Friday, January 18, 2019: 11:30 AM-12:30 PM
Continental Ballroom 6, Ballroom Level (Hilton San Francisco)
Craig LeCroy, Ph.D., Arizona State University
Measurement is critical to building evidence-based practice in social work. Without measurement science we cannot effectively advance the practice of social work. Yet, far too little attention has been paid to measurement in social work research.  Understanding issues in measurement can help answer critical questions in our work: Why are there many rigorous studies of social work practice that show mixed impact? Is evidence-based practice making limited progress? Why is evidence illusive in the research on social work practice? Examination of measurement science, and the mismeasurement of social work, suggests in order to advance our work we need to better understand the use of measurement in our research. Using examples from home visitation research I will discuss how mismeasurement has hampered progress and what we need to do to address measurement issues.  Critiquing fundamental concepts in psychometric research I will suggest how the psychometric model does not produce valid measures—especially when conducting outcome studies in social work. A new measurement strategy for social work, using socialworkmetric measures, can address social work’s mismeasurement problems. The mismeasurement problem in social work represents a deeper problem--promoting convention rather than discovery, in how research is conducted. True scientific advancement of social work can be realized when critical thinking rather than conventional thinking becomes accepted in social work research.

Dr.

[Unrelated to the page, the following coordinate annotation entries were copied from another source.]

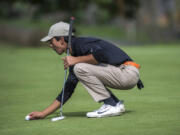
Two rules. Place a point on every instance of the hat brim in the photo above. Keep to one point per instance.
(45, 39)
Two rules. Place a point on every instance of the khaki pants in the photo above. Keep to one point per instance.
(96, 78)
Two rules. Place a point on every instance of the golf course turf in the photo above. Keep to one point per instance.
(31, 78)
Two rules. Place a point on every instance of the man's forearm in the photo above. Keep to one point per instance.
(50, 109)
(87, 59)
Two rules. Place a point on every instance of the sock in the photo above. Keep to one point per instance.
(110, 101)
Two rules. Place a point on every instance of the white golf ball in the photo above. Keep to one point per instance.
(27, 117)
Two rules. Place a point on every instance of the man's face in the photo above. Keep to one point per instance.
(58, 46)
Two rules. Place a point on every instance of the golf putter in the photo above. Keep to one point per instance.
(61, 117)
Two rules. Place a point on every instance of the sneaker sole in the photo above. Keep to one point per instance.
(110, 115)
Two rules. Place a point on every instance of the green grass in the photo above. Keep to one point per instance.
(31, 78)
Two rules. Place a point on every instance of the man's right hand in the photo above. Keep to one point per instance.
(36, 115)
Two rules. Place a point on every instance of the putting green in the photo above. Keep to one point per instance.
(31, 78)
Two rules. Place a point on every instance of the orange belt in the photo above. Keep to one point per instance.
(132, 64)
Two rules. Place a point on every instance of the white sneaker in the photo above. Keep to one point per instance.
(104, 111)
(121, 107)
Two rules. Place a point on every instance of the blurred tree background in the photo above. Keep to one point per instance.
(123, 21)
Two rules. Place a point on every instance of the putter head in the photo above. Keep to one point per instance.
(57, 118)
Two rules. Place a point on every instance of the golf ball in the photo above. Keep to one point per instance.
(27, 117)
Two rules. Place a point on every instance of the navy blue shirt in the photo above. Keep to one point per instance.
(103, 52)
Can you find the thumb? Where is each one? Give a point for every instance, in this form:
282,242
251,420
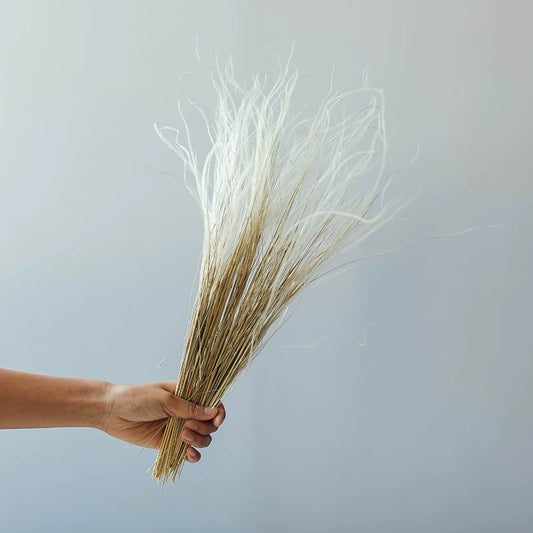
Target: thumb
180,408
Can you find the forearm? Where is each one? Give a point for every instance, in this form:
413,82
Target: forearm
37,401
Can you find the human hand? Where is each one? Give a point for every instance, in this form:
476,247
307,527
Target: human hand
138,414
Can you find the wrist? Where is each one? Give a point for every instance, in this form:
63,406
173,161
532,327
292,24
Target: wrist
102,405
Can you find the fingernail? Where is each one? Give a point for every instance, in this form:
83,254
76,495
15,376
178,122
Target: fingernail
187,436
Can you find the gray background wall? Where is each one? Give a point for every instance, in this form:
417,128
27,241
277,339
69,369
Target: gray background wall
426,426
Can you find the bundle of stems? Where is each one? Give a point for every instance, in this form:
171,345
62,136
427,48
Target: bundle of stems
280,196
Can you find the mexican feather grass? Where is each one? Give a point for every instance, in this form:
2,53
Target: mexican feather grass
281,196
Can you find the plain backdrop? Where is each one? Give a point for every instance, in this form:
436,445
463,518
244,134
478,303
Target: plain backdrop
414,413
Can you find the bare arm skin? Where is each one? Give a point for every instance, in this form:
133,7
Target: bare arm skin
134,413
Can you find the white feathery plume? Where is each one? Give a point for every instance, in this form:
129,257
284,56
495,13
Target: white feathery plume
280,197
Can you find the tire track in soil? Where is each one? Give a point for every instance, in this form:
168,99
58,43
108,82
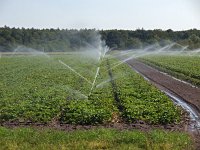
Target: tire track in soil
188,93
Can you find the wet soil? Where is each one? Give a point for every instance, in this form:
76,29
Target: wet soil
188,93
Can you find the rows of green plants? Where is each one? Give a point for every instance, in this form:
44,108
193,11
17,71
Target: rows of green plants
44,88
183,67
35,88
142,101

Craig Winston LeCroy is the Communitas Professor of Social Work, Tucson Campus, School of Social Work, Arizona State University.  He also holds an appointments at the University of Arizona in the John & Doris Norton School of Family and Consumer Sciences, Family Studies and Human Development division and is a faculty member with the Arizona LEND program ( at the University of Arizona, College of Medicine, Department of Pediatrics. He has been a visiting professor at the University of Canterbury, New Zealand, the Zellerbach Visiting Professor at the University of California–Berkeley, and a senior Fulbright specialist.

Professor LeCroy has focused his research in the areas of home visitation services, social competence in adolesence, and evidence based practice for social work. In home visitation he has conducted randomized trials of the Healthy Families America program of home visitation, serves on the research to practice committee of Prevent Child Abuse America, and has developed a widely used outcome instrument, The Healthy Families Parenting Inventory,  Dr. LeCroy's work in social competence with youth spans efforts toward implementation of evidence based practice models (See, Handbook of Evidence-based Practice Manuals with Children and Adolescents), juvenile justice with youth, and the development of a primary prevention program for early adolescent females (See, Empowering Adolescent Girls). He is currently developing and evaluating new programs for sexual risk reduction with adolecent females and males. He continues to conduct research on issues related to mental illness and conducted an in-depth study of how parents manage their children's mental illness (See Parenting Mentally Ill Children) and collected a series of first person accounts of people with mental illness. Dr. LeCroy is the author of 14 books and over 100 articles and book chapters. He was elected Fellow status by the American Psychological Association in 2016 and elected Fellow status by the American Academy of Social Work and Social Welfare in 2017.